Researchers found a link between a lack of insurance and having advanced stage cervical cancer at the time of diagnosis when studying a large national sample of women diagnosed with invasive cervical cancer between 2000 and 2007. They note that the link is likely attributable to a lack of screening.
Lack of insurance was secondary only to age as the strongest predictor of a diagnosis of advanced stage disease. Although the incidence and mortality from cervical cancer have declined dramatically since the Papanicolaou test was introduced, approximately 1 in 3 patients with cervical cancer is diagnosed only after the cancer has spread to nearby organs, and 1 in 10 patients is diagnosed only after the disease has spread to distant organs. In addition, the 5-year relative survival rate is 91.2% for patients with localized disease but only 57.8% for patients with regional disease and 17% for those with distant disease.

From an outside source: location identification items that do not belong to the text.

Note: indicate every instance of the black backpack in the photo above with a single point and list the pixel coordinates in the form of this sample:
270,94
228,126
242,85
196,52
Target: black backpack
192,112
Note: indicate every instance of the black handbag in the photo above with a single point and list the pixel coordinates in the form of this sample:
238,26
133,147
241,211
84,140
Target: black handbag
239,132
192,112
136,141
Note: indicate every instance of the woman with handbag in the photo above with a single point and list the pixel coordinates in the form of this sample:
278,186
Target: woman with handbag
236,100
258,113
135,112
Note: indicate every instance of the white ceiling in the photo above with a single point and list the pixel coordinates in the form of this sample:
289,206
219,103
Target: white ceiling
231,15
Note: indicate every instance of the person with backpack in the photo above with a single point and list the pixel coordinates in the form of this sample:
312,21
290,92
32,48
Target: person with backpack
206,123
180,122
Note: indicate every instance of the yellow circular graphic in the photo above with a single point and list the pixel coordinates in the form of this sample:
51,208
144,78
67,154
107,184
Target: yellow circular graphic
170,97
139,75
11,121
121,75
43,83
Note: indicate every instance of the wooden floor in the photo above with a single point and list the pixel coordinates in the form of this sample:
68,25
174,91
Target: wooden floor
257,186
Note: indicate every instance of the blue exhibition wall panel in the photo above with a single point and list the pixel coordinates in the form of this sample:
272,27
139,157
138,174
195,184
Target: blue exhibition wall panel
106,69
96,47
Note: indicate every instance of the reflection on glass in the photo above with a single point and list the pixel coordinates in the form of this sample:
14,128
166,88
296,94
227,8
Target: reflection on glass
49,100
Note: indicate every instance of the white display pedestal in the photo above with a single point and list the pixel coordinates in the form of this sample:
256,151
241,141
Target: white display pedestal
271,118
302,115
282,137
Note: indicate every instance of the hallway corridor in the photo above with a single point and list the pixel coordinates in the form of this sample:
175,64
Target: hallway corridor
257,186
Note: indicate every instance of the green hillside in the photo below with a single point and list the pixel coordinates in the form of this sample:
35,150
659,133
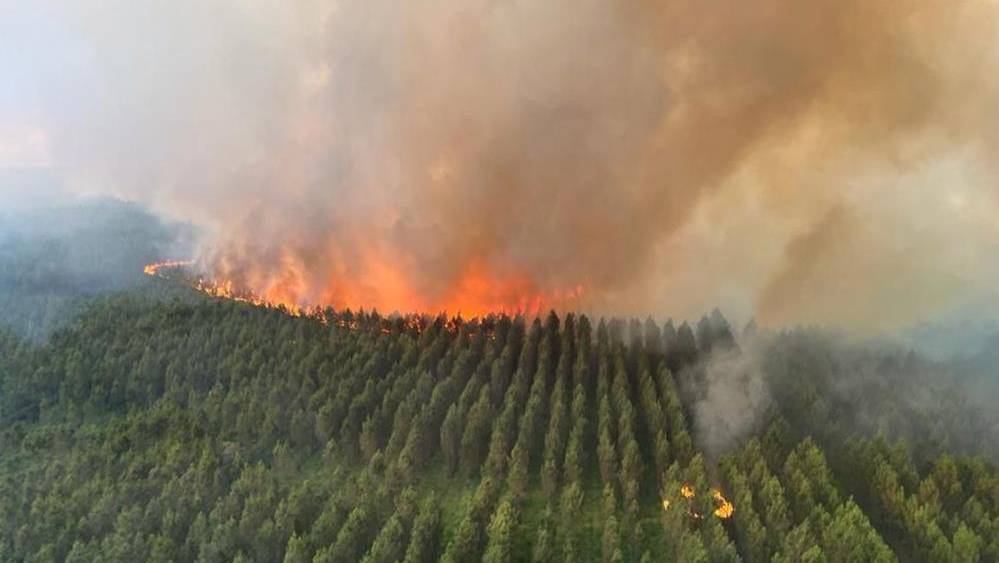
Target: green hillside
202,430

The study was published online in the American Journal of Public Health, and led by Stacey Fedewa, MPH.1 The investigators, who are American Cancer Society researchers, reviewed the association between latestage cervical cancer and both insurance and age, with adjustment for race/ethnicity and other sociodemographic and clinical factors in 69,739 women from the National Cancer Data Base. Among the factors identified as being related to late-stage diagnosis for patients with cervical cancer are socioeconomic status, race, marital status, and geographic location.
The study found that 55.5% of privately insured patients with cervical cancer in the observed population had stage I disease at the time of diagnosis, compared with 40.2% of Medicaid recipients and 6.4% of uninsured patients. At the same time, 24% of privately insured women and 35.2% of those without insurance were diagnosed with advanced disease. Advanced stage disease at the time of diagnosis also increased with age: the adjusted relative risk among women aged 35 years and older was 1.25 to 2.5 times that of women between the ages of 21 years and 34 years.
Late stage at the time of diagnosis is likely attributable to under screening, the authors note, adding that screening should be made accessible and affordable for all women for whom it is recommended. In particular, these candidates include middle-aged women, Medicaid recipients, and the uninsured.